ソバカス隊長と暗闇の蜜蜂

カボチャ灯篭と蝙蝠大佐

「ノル、その大きなカボチャはどうしたの?」

 台所で夕食の準備をしているノルディのところへやってきたライマーは、台の上にデーンと鎮座している大きなオレンジのカボチャを見つけて妻にそう聞いた。

「もうすぐ、退魔祭ですから」

 白いシチューの鍋をかきまぜながら、ノルディは夫へと視線を向けて答えた。ああなるほどと、ライマーは秋の祭りを思い出す。

 子供たちが悪霊に取り憑かれて病気にや怪我をしないように、年に一度悪霊祓いの日がある。それが退魔祭だ。大昔の同じ季節の頃、子供の間だけで流行った病があり、多くの子供たちが亡くなった。それを悼んだ神殿が、二度と同じことが起きないようにとこの祭りを始めたのだ。

 大人とちがって子供は純粋だから悪霊に狙われると思われたため、この日だけは子供たちは悪霊の姿に仮装して、奴らの目から身を隠す。その仮装のまま町を練り歩き、徘徊する悪霊の代わりに各家庭を訪問する。

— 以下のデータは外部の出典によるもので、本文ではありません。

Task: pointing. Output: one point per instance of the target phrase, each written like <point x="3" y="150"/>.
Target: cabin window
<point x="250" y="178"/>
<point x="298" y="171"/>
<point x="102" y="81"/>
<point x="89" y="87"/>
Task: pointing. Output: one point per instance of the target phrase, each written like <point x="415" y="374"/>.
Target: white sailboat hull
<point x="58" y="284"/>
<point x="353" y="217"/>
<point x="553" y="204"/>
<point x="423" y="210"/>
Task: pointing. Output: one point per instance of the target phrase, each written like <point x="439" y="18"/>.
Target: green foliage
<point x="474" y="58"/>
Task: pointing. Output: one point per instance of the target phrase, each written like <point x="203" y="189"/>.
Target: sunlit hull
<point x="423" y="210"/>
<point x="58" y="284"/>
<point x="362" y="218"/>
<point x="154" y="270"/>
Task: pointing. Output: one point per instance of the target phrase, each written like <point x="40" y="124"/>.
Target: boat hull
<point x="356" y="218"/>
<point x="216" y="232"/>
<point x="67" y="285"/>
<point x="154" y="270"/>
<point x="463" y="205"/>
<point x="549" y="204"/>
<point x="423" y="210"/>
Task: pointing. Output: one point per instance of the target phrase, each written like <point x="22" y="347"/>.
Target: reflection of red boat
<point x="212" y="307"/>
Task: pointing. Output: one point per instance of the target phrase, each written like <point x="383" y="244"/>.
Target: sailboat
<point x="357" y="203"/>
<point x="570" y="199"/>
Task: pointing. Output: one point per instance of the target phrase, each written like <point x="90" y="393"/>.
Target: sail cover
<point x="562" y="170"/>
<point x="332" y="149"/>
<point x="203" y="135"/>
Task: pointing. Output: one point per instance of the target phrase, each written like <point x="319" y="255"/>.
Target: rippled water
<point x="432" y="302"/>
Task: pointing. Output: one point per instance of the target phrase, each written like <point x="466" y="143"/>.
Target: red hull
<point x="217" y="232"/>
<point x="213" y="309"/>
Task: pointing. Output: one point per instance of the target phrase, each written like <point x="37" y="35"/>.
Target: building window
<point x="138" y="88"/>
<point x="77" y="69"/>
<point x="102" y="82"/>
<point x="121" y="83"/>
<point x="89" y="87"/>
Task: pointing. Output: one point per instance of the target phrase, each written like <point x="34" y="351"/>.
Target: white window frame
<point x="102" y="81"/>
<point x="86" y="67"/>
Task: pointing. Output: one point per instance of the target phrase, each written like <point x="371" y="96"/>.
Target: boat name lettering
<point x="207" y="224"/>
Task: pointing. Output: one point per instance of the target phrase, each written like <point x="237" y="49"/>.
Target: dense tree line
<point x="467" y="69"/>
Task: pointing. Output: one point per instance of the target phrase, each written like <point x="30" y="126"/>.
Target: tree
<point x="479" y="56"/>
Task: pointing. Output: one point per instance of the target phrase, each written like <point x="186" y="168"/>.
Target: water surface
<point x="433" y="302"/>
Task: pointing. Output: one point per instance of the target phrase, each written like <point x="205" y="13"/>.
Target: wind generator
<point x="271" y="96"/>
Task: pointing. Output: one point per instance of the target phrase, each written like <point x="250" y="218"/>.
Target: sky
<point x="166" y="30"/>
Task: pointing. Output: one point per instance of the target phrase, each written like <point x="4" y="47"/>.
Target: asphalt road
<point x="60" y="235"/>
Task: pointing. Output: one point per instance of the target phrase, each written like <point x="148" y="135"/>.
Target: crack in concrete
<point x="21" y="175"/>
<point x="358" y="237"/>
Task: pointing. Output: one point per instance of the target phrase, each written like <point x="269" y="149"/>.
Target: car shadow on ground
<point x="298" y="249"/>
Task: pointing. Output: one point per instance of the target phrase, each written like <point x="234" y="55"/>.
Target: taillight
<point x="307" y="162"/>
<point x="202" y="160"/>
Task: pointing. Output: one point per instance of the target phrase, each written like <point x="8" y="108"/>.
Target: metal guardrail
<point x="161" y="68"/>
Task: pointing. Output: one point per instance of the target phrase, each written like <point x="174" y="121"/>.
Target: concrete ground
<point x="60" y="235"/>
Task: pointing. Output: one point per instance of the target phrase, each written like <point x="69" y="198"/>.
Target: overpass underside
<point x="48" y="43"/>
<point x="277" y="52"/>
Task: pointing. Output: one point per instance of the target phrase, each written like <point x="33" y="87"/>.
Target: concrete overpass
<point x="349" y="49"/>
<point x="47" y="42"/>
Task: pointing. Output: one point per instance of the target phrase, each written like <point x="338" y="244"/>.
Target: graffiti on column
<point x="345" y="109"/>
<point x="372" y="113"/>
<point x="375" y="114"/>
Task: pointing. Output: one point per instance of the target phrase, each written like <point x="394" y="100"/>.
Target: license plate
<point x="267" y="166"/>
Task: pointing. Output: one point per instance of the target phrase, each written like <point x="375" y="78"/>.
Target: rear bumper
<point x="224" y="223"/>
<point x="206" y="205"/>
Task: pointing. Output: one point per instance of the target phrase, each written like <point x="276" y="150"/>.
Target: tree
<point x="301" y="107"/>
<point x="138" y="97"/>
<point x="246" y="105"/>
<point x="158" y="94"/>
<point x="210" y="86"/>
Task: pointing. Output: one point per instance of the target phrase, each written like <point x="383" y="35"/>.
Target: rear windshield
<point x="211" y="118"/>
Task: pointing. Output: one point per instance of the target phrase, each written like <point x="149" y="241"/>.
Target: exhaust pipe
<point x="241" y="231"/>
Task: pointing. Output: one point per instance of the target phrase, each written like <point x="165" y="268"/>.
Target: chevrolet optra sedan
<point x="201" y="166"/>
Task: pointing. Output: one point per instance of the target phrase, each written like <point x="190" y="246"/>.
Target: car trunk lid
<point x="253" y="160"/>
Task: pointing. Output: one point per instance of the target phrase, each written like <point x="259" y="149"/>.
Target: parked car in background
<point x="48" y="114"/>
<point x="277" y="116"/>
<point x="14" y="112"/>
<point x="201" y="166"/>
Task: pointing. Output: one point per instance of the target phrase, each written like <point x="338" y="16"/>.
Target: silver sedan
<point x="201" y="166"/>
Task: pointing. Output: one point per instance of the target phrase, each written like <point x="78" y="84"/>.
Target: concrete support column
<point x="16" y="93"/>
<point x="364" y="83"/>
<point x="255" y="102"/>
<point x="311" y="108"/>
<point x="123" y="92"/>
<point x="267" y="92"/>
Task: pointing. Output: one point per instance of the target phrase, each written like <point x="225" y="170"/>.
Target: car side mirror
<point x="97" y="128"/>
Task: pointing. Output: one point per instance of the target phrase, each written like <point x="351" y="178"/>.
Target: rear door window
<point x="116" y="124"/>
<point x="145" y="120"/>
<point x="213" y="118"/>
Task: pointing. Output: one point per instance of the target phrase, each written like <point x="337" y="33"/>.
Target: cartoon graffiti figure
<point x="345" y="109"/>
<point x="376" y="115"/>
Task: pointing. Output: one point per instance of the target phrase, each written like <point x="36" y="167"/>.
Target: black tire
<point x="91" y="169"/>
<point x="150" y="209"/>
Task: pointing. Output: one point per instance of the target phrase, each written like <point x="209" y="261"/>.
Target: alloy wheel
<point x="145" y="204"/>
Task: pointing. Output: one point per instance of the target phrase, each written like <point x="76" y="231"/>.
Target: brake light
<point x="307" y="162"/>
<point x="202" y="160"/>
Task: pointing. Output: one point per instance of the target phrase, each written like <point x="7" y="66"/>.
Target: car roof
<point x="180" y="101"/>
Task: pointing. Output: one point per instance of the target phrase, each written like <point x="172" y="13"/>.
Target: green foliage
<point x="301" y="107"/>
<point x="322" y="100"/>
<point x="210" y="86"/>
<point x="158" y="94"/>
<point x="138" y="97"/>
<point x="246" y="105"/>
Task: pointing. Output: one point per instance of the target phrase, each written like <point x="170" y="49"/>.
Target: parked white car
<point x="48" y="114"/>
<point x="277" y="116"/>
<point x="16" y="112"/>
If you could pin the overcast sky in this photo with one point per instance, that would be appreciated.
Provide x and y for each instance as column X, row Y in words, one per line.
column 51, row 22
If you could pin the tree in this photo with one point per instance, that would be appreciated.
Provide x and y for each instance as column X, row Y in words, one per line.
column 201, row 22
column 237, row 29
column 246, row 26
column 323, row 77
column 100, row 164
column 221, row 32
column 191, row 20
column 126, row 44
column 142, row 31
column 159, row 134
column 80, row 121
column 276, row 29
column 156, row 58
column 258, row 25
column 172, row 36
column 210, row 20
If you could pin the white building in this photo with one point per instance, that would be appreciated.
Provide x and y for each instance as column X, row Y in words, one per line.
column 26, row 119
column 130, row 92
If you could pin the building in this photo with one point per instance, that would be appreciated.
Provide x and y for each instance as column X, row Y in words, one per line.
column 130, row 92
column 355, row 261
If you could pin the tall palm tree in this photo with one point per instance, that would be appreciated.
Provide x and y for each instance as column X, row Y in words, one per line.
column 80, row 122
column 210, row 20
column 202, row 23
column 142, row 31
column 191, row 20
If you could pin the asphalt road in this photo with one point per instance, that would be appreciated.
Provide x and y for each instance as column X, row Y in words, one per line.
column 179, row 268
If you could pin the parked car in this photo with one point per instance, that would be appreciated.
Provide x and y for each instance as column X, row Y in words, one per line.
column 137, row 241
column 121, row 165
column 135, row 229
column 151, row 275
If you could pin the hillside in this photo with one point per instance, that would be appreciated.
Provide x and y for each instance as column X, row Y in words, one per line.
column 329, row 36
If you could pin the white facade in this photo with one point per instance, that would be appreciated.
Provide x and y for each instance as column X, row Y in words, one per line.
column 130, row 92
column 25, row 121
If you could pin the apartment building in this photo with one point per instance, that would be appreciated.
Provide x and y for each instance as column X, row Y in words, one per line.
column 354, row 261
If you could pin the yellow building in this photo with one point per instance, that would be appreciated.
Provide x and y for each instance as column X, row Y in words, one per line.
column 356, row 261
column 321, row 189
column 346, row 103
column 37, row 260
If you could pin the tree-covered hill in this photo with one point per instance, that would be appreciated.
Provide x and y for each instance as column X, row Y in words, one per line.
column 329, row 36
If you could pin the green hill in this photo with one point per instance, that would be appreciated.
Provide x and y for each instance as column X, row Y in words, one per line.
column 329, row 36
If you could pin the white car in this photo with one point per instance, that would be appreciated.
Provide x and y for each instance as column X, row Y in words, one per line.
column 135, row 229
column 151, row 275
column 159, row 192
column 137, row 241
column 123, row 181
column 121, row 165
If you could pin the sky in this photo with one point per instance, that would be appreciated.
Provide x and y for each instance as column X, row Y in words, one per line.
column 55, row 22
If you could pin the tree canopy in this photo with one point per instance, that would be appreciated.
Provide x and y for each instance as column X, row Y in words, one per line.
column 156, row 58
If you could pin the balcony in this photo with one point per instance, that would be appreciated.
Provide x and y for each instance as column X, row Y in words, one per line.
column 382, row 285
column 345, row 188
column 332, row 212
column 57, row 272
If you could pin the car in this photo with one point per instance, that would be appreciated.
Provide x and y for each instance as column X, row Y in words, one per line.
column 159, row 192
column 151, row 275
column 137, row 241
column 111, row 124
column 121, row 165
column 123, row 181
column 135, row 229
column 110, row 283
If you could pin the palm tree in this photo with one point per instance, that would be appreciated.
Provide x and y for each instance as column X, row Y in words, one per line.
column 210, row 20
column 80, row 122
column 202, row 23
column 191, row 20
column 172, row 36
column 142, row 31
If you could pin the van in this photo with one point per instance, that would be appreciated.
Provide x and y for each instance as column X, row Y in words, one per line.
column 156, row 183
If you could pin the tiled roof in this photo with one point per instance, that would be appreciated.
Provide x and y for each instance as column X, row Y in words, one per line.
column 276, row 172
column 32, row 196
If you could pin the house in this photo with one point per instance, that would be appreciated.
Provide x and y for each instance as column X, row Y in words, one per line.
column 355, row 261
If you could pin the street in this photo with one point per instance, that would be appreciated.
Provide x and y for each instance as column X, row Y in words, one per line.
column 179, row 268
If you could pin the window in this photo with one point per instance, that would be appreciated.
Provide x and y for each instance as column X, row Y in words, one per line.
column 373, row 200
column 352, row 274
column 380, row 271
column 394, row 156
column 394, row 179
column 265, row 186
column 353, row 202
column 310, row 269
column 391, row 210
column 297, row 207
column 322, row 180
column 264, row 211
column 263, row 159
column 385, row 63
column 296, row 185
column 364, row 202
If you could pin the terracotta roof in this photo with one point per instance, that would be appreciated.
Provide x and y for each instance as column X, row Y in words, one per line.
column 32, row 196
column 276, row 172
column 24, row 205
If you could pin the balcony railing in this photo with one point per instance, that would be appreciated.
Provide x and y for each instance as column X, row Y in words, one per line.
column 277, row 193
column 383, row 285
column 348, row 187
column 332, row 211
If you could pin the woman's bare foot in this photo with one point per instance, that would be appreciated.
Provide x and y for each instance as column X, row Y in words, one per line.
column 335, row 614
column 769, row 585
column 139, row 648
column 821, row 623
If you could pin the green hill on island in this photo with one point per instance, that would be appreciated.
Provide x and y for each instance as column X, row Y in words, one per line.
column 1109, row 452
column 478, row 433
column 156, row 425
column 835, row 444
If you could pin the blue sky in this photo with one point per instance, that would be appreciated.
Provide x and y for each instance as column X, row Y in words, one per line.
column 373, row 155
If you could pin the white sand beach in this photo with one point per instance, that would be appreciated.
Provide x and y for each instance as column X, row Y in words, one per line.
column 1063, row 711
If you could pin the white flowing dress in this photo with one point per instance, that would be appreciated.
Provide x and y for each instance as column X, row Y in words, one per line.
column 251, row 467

 本物ではなく子供の悪霊に来て欲しい家は、家の前にカボチャで作った灯篭を出しておく。勿論、本物の悪霊に来て欲しい家なんかあるはずはないので、よほど事情がない限り、どこの家でもカボチャの灯篭を出すのだが。そしてやってきた子供のいたずらから家族を守るために、お菓子で退散してもらうのだ。

 子供の頃に退魔祭に参加した記憶はあっても、軍に入隊して独身の間、官舎住まいだったライマーにとってそれは、すっかり無縁の行事と化していた。結婚して一戸建ての家を買い、こうして妻と暮らすようになったいま、確かにカボチャの灯篭を置かないのは変な話だろう。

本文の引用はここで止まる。